A vida em preto e branco

 

Imagine o cenário: um teatro lotado, pessoas ansiosas para assistir a um filme mudo e em preto e branco. Já pensou entrar na máquina do tempo e voltar para a década de 20, para vivenciar essa cena? O Teatro Municipal do Rio de Janeiro proporcionou essa incrível experiência. Por uma noite, me senti de volta a um tempo que eu não conheci. Nessa época, meus avós estavam nascendo. Meu avô materno, que hoje está com 93 anos, era apenas um bebê.

Na década de 20, um dos maiores astros era Charles Chaplin, conhecido como Carlitos. O ator também era roteirista e diretor dos seus filmes, por isso foi considerado uma grande influência na época. A característica mais marcante de Chaplin era sua visão crítica da época, principalmente em relação à classe operária, economia e política, questões que gostava de retratar em suas histórias.

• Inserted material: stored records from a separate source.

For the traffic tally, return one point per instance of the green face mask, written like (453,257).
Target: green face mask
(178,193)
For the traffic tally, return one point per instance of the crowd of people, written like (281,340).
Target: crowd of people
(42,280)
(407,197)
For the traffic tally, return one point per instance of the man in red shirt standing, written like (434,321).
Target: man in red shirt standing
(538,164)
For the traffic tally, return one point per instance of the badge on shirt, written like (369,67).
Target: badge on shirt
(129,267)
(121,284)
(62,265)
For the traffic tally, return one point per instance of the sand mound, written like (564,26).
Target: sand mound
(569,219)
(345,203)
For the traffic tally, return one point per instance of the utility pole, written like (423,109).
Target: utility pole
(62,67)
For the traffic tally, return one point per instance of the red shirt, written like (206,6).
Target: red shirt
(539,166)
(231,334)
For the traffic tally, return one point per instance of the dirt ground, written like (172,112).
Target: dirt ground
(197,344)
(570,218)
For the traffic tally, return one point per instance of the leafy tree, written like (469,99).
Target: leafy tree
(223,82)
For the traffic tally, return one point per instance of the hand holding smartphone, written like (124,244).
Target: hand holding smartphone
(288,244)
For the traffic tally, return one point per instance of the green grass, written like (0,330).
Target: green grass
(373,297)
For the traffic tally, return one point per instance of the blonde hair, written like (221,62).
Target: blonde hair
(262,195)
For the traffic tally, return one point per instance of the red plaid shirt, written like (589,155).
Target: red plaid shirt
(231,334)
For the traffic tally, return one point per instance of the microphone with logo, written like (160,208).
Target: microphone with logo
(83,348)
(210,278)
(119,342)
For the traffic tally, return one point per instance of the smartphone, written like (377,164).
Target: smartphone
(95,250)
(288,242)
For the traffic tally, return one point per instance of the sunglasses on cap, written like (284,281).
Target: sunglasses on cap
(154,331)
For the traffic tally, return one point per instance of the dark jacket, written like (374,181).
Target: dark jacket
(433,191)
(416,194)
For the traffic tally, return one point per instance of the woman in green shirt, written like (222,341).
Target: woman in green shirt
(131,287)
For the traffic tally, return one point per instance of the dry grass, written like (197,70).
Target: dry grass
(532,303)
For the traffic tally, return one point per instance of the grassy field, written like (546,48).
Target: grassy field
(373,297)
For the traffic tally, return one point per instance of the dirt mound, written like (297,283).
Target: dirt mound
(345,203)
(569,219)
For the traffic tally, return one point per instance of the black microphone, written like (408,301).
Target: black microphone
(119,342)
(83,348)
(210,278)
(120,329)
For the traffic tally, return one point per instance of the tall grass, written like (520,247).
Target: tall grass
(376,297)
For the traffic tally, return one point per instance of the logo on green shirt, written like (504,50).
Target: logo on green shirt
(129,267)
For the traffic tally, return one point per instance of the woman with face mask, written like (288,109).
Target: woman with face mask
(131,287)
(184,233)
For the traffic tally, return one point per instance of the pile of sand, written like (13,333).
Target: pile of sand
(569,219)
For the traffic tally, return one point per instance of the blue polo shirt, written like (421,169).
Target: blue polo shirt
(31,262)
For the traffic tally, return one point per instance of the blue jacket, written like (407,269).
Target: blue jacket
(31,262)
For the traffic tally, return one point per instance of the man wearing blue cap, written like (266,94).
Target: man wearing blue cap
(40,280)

O cinema foi inventado em 1895 pelos irmãos Lumière, mas só começou a apresentar som em 1927. Antes disso, todos os filmes eram apresentados em preto e branco, sem o som das vozes dos atores e o barulho dos movimentos. O teatro (que foi substituído posteriormente pelas salas de cinema) contava com apresentação ao vivo de uma orquestra, que entretia os espectadores com músicas e sons, dando emoção às cenas.

Nos anos 20 o cinema era uma sucessão de fotos fixas, apresentadas por projeção para a tela, utilizando vinte e quatro imagens por segundo. Nele, eram apresentados filmes de ficção, desenhos e notícias (que foram substituídas pelos telejornais de hoje) e era utilizado como um veículo de cultura de massas, atingindo um grande número de pessoas, de todas as classes sociais, mas principalmente a burguesia.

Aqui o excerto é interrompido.